Resource-based like:

  • Low memory
  • Not enough CPU
  • Full disk volumes
  • Low network bandwidth, high latency
  • Hardware failures like a failed disk drive, failed server, disconnected network

And not so obvious ones could be:

  • Database/server process down
  • Microservice down
  • Application code failure
  • Expired Certificate(s)
    And even less obvious:
  • Is there sufficient monitoring, and have alarms been validated?

Each category of items requires the execution of multiple “experiments” to understand how the overall system reacts when a chaotic event is introduced into the system. The cloud can then be used to recover the system back to a stable state. Quick environment recovery allows for the execution of multiple, potentially destructive experiments.

Disaster Recovery

Creating a consolidated server solution creates a whole new application architecture that did not exist before. This brings up the question of how Disaster Recovery (DR) will be implemented for this new system. The DR requirements for a consolidated system are even more elevated than individual disparate systems that may have existed during pre-consolidation. The consolidated system creates an “all or nothing” approach for DR since the DR mechanism now holds all of the previous individual components as a single unit of failure. Before consolidation, one of the individual components may have failed without impacting the others. Now during post-consolidation, all components are in a single unit of failure. So a DR event may cause more “ripples in the pond” than during pre-consolidation.

But once again, a cloud-based thinking model allows for experimentation and trial-and-error during the design of the DR implementation. Viable approaches can be tested in production-like but mock environments running in the cloud, that will eventually be represented by traditional on-prem systems. The cloud becomes the DR “sandbox” so that the right approach can be validated in a way that does not require non-disposable fixed assets to be purchased.

Training

Need to train employees on a new application package where each user needs to create their own data?

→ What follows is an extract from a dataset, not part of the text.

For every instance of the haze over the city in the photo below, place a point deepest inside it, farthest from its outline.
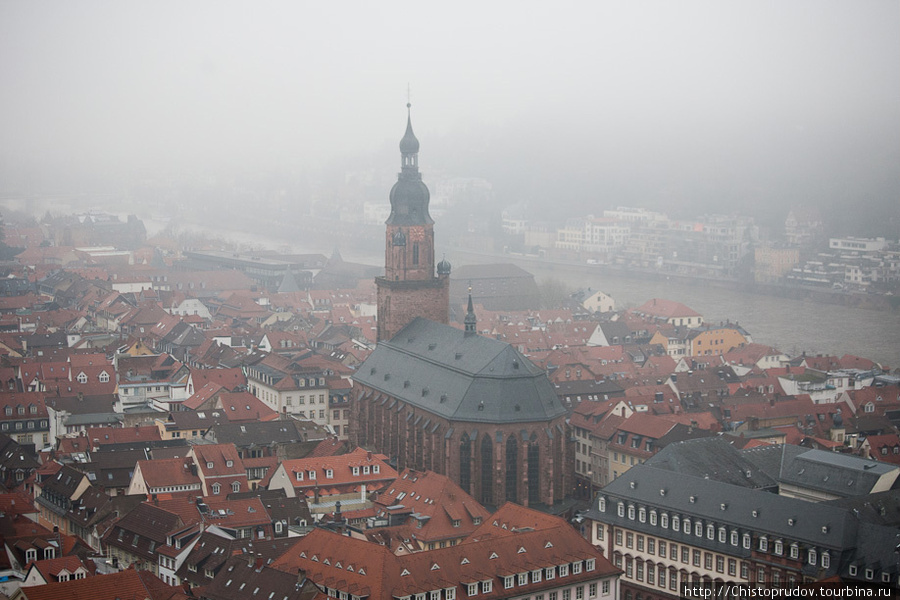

For example, all students have directions like “Create a new customer with these unique parameters: Name, Date of Birth, Social Security Number, etc. If all students try to create the same customer in the same data set, you will most likely have duplicate data collisions.

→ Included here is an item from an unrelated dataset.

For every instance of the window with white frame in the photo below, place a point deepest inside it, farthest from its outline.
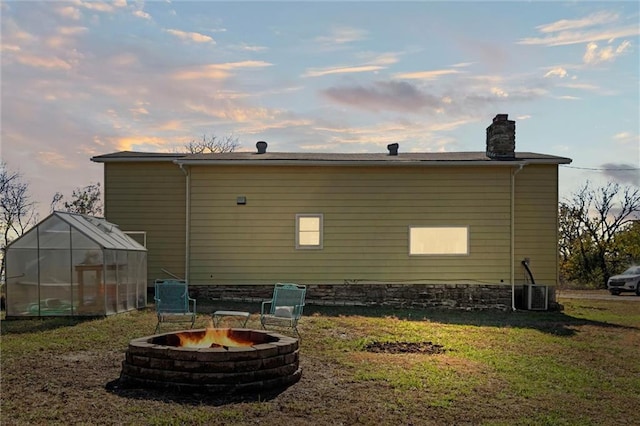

You can solve this problem by giving each student their own unique environment of data and application components so each student has their own “world” to work in. On traditional on-prem systems, this is very difficult. For the cloud, it is a piece of cake. You simply create a unique compute/data environment for each student. The students do their work, and when the class is over you delete their environments. If you have a “golden template” that is used as a starting point, resetting everything for the next class should be easy.

Summary

There are various use cases for the cloud that do not technically fall into the category of “classical production”. Just some imagination and a little ingenuity are required to satisfy a lot of non-prod use cases.